Apesar do monitoramento, a OMS reforça que não se trata de um novo vírus, nem de uma forma mais grave da doença. A variante K é apenas uma evolução natural do influenza A, conhecido por sofrer mutações frequentes. A atividade global da gripe segue dentro do padrão esperado, embora alguns países tenham registrado alta antecipada de casos.
A variante K já é comum em países da Europa, mas ainda não foi registrada na América do Sul. Especialistas alertam que ela pode chegar ao Brasil com o aumento de viagens internacionais.
Principais sintomas da gripe K
Mesmos de uma gripe comum:
• Febre alta
• Calafrios
• Dor de cabeça
• Dores musculares
• Cansaço intenso
• Tosse seca
• Dor de garganta
• Coriza ou nariz entupido
• Mal-estar geral
Em crianças, há maior risco de complicações respiratórias e sintomas gastrointestinais. Em idosos, a febre pode ser mais baixa e surgir mesmo sem outros sinais.
Quem está mais vulnerável
Idosos, crianças pequenas, gestantes, pessoas com doenças crônicas e profissionais de saúde — grupos com maior risco de internação e complicações.

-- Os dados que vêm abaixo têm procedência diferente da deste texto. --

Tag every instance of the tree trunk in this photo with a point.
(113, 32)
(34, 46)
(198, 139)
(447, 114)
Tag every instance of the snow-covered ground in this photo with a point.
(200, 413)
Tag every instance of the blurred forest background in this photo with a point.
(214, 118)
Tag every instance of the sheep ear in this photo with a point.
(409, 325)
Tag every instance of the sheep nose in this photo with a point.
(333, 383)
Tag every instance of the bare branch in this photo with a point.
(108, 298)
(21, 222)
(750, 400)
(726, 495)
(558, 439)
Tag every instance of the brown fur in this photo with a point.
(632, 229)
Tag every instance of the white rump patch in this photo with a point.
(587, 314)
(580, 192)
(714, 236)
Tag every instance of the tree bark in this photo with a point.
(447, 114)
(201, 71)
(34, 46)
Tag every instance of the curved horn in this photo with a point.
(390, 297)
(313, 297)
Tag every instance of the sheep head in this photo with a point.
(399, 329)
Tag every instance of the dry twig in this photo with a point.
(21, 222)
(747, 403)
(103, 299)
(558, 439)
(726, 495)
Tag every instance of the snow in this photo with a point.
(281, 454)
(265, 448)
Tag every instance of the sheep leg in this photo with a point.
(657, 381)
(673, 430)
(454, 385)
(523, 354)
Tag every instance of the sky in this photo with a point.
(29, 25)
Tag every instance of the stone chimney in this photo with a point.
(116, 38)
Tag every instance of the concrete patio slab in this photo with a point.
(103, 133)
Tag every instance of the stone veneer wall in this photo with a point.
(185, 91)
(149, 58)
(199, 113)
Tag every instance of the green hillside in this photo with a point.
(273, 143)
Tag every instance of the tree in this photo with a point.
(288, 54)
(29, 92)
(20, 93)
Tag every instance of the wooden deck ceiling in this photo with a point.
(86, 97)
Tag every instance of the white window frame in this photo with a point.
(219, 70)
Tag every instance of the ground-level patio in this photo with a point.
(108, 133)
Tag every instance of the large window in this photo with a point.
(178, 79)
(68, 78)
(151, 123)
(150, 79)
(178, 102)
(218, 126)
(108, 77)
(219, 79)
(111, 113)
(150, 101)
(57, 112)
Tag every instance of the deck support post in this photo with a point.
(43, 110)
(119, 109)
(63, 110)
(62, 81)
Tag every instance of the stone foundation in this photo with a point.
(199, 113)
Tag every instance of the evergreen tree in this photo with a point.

Vacinação continua essencial
A Anvisa já definiu as cepas da vacina contra influenza para 2026, incluindo o subtipo H3N2 (embora não o subclado K). A OMS reforça que o imunizante reduz hospitalizações em até 70%–75% em crianças e 30%–40% em adultos.
No Brasil, a vacina é gratuita no SUS para grupos prioritários, como crianças de 6 meses a 5 anos, gestantes, idosos, profissionais de saúde, indígenas, puérperas e pessoas com doenças crônicas.